But before the tutorial, a little background: I am always cold. Even in 80-degree weather, I can find a way to need a sweater. Heck, I'm a little chilly right now.
Katin, on the other hand, carries his own internal tropical vacation paradise around with him all the time. So we've always had trouble finding an optimal Winter blanket configuration for sleeping. I needs me some layers of fleece, but that's like a visit to the sauna for him.
So finally, I came up with The Franken-Blanket. Here's how it works:
To show you the process, I created a small blanket-analog. The green piece represents a fleece or wool blanket, and the blue one represents a cotton blanket.
Lay your blankets flat on the floor and place them one on top of the other. If your blankets are the same size, that's awesome. If they aren't, then line them up along the top edge and let the bottom edges be uneven.

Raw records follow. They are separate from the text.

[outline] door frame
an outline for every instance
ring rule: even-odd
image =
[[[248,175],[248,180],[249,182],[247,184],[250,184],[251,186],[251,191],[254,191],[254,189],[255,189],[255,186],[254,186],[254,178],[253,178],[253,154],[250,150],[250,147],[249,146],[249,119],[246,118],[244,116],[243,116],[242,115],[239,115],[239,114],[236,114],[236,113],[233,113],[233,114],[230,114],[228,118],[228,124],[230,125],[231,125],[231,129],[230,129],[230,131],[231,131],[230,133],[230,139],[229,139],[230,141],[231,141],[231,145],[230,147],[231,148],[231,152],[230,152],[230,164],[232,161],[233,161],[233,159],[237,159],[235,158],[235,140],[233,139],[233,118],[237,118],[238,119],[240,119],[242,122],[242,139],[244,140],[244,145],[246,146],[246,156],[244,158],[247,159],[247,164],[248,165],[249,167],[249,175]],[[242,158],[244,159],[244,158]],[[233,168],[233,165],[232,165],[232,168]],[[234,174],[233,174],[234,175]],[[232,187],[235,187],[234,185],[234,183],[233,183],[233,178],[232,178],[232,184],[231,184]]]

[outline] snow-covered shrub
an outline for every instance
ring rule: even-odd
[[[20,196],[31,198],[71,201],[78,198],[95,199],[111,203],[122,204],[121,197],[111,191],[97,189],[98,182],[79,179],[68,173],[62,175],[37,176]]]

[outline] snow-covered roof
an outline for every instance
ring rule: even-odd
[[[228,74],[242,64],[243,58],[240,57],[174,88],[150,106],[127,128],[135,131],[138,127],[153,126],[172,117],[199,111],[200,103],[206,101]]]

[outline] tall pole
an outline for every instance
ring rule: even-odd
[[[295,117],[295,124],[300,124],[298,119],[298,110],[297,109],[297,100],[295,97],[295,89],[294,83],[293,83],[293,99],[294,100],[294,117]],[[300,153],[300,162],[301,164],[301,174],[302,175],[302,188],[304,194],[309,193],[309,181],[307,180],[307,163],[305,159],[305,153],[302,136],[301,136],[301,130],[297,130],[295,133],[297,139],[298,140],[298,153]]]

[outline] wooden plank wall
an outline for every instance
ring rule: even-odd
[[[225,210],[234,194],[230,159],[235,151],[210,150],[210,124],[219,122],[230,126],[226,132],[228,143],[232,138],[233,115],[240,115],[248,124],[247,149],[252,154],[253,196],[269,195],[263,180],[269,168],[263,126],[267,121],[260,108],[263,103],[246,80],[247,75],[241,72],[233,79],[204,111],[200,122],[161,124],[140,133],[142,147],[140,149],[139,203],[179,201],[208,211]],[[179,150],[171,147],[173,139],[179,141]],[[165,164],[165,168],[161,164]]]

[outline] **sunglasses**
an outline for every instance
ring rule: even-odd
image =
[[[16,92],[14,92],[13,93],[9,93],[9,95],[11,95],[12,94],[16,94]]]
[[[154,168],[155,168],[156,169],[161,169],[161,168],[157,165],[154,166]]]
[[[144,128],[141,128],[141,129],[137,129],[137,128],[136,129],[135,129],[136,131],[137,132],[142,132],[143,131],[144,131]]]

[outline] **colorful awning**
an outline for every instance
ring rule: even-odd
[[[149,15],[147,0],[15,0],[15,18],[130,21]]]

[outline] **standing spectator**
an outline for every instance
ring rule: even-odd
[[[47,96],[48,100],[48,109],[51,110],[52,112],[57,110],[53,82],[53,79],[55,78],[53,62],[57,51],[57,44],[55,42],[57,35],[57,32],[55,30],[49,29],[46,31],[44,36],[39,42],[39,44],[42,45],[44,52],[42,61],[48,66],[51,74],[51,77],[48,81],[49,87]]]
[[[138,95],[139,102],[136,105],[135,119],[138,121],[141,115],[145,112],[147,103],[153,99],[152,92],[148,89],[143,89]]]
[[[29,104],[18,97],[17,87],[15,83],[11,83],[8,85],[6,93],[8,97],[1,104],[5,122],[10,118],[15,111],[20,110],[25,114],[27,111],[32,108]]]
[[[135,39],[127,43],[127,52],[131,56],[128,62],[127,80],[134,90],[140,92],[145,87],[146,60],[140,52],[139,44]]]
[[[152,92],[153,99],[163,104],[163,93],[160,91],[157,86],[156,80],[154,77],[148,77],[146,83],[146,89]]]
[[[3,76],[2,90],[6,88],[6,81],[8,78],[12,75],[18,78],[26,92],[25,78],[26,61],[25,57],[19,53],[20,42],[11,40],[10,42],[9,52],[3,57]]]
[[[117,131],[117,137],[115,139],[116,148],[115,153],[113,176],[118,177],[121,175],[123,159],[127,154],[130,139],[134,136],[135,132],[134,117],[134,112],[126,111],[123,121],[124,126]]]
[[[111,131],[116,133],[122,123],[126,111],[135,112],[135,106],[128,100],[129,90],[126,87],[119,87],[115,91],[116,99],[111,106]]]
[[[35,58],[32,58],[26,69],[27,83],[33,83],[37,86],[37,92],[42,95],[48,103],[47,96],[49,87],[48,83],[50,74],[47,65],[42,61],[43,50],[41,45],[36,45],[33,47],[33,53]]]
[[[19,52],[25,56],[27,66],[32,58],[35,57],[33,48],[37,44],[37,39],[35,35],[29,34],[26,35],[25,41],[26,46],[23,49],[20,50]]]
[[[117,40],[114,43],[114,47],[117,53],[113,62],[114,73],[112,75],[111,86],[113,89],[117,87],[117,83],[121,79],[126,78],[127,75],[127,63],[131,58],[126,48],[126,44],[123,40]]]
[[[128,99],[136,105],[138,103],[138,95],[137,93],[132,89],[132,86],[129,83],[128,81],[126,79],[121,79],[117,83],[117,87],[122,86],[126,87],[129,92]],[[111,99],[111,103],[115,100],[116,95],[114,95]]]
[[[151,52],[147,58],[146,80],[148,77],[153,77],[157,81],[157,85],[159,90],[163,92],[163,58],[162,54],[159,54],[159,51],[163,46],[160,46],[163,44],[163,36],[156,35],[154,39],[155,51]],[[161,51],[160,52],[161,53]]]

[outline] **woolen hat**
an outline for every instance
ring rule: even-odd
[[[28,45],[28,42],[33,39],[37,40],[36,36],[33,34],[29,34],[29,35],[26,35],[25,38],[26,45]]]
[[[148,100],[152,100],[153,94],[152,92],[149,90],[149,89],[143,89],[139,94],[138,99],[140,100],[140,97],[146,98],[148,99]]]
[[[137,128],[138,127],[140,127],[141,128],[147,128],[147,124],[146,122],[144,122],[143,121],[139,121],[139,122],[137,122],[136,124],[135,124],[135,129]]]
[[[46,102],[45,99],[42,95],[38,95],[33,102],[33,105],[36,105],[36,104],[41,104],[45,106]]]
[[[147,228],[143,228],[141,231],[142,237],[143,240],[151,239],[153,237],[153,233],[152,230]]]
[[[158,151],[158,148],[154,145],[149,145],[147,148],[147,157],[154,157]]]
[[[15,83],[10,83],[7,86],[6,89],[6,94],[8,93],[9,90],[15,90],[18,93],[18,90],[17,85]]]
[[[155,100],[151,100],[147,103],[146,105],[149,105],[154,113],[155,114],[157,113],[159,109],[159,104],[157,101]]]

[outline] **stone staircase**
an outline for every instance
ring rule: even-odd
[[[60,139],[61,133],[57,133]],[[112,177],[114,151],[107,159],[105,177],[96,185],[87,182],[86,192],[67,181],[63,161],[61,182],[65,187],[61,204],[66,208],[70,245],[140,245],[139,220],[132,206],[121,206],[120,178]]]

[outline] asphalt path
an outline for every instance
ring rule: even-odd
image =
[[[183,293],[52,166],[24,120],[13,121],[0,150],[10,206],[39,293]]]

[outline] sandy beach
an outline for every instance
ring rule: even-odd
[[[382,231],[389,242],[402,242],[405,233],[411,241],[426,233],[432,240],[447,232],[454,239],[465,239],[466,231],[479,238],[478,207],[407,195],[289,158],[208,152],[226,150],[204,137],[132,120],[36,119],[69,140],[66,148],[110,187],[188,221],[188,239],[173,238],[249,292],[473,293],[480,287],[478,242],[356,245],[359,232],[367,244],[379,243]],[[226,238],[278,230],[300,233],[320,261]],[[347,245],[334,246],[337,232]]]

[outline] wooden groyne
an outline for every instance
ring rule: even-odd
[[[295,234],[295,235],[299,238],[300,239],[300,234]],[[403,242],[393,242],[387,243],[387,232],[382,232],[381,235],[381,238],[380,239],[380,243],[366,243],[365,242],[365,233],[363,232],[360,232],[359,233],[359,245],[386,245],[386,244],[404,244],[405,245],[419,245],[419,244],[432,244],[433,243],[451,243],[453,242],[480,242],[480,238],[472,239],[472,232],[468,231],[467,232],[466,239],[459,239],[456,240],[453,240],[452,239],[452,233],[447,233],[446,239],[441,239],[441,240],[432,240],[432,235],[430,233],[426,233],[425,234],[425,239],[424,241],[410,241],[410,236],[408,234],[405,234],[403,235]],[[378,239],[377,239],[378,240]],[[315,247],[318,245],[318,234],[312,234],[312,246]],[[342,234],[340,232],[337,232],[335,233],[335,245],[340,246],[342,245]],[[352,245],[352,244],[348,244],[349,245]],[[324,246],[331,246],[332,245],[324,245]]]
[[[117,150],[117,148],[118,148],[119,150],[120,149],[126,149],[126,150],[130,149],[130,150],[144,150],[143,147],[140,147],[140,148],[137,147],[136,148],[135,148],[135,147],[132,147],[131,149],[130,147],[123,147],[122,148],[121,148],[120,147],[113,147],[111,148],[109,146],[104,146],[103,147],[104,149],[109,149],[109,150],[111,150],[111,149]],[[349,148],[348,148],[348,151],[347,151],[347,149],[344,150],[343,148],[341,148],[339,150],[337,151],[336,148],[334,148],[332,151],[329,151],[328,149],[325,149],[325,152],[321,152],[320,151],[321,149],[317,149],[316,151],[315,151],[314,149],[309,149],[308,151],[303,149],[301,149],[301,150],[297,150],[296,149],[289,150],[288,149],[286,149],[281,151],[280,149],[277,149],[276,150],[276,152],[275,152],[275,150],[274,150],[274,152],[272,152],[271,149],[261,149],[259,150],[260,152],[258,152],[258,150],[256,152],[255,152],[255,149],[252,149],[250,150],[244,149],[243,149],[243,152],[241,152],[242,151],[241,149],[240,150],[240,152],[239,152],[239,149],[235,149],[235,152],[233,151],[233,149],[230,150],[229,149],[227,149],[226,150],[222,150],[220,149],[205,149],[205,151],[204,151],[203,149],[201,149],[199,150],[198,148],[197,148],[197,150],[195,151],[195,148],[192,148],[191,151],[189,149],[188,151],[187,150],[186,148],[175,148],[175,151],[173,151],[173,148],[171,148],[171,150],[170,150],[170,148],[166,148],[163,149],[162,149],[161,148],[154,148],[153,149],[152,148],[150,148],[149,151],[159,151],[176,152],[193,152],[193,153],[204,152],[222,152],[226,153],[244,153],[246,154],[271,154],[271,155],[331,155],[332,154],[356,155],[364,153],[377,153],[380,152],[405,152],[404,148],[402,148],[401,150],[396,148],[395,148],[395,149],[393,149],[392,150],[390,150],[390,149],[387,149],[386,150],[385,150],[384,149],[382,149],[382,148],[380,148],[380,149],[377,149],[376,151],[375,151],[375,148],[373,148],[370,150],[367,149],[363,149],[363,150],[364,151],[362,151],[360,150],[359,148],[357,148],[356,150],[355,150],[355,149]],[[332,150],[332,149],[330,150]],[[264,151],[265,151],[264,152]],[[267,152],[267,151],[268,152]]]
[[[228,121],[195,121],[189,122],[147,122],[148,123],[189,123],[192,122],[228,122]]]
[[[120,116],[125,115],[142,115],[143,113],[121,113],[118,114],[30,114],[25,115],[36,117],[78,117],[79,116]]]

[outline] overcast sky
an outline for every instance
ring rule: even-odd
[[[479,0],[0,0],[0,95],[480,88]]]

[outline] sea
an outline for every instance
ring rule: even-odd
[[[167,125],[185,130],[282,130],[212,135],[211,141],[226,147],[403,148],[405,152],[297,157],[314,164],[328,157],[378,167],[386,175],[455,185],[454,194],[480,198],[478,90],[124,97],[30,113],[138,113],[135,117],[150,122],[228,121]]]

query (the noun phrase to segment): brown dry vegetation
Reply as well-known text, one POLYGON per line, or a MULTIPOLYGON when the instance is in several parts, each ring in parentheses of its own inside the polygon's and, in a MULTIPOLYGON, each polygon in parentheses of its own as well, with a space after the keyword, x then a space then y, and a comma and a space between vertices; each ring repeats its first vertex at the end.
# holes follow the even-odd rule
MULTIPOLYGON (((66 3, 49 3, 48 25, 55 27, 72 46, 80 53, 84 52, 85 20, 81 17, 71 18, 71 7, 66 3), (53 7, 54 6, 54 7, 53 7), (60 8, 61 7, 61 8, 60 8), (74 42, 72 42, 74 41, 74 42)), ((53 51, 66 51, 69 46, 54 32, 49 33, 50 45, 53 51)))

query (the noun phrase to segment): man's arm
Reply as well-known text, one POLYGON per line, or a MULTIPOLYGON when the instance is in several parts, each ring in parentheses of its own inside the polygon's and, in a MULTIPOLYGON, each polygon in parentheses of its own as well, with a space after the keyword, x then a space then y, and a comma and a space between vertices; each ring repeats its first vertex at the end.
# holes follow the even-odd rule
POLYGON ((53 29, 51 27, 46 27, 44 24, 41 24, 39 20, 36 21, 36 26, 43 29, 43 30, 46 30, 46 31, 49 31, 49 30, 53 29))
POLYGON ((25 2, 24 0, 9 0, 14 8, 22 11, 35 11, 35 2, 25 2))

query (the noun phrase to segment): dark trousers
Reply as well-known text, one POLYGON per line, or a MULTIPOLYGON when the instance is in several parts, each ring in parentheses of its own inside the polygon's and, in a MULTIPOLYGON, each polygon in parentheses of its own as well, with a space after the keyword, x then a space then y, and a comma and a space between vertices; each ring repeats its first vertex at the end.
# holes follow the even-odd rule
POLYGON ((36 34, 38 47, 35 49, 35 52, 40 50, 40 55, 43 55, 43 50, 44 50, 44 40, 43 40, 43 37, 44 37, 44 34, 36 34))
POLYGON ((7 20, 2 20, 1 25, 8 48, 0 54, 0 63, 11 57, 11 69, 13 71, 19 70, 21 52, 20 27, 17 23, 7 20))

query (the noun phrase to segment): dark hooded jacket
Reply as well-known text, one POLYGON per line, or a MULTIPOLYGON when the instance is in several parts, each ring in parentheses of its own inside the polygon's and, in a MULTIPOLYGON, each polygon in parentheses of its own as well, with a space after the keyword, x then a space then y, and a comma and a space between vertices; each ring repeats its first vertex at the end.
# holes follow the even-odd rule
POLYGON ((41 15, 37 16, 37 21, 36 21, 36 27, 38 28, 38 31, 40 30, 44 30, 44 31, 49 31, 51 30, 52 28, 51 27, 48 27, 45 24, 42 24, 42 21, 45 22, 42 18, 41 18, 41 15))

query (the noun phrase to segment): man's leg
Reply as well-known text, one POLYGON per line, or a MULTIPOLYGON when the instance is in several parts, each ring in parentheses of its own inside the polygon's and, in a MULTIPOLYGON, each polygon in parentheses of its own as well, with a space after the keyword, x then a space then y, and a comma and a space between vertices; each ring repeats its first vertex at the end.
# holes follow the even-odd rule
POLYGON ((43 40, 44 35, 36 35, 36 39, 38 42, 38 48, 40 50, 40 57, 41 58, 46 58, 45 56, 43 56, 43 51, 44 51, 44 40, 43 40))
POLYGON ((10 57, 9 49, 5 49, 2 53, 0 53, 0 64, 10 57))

(If the bottom edges are uneven, you may be able to trim them, if your blankets will take that. My cotton blanket is a loosely-woven thing, so there's no cutting it. The bottom of my blanket is extra Frankenstein-y, and I just tuck it in.
Next, mark a line down the center of the top blanket. This involves some measuring! I used a retractable measuring tape on my full-size blanket, measured in from the side, and marked my sewing line with tailor's chalk.
With the line marked, I added two rows of safety pins, about 3" away from either side. These pins will stabilize the blankets in this mission-critical zone.
So let's talk blanket-wrangling. I think it's helpful to get a buddy to help you with the next step of this project, because your blankets will be heavy and floppy and large.
I rolled up the right side of my blankets, so they'd fit more easily through my sewing machine. Then, as I was sewing, I had Katin help me manage the left side of the blanket, moving its bulk around as I made my way down the seam. This really helped keep the blankets from pulling out of alignment.
Anyway. Then I sewed a seam along my marked line, and removed all the safety pins.
…Then I re-oriented my blankets so I had a double thickness of fleece on one side and a double thickness of cotton on the other. Franken-Blanket!
Now, because the blankets are heavy, that center seam can be a rather weak point in your blanket. So you may want to put the safety pins back along that seam and then sew close to either side, as I've done here.
If you were feeling fancy, you might even quilt the blanket layers together. Or, if you're freezing and just want to get to sleep already, pop this on your bed and enjoy the equitable comfort.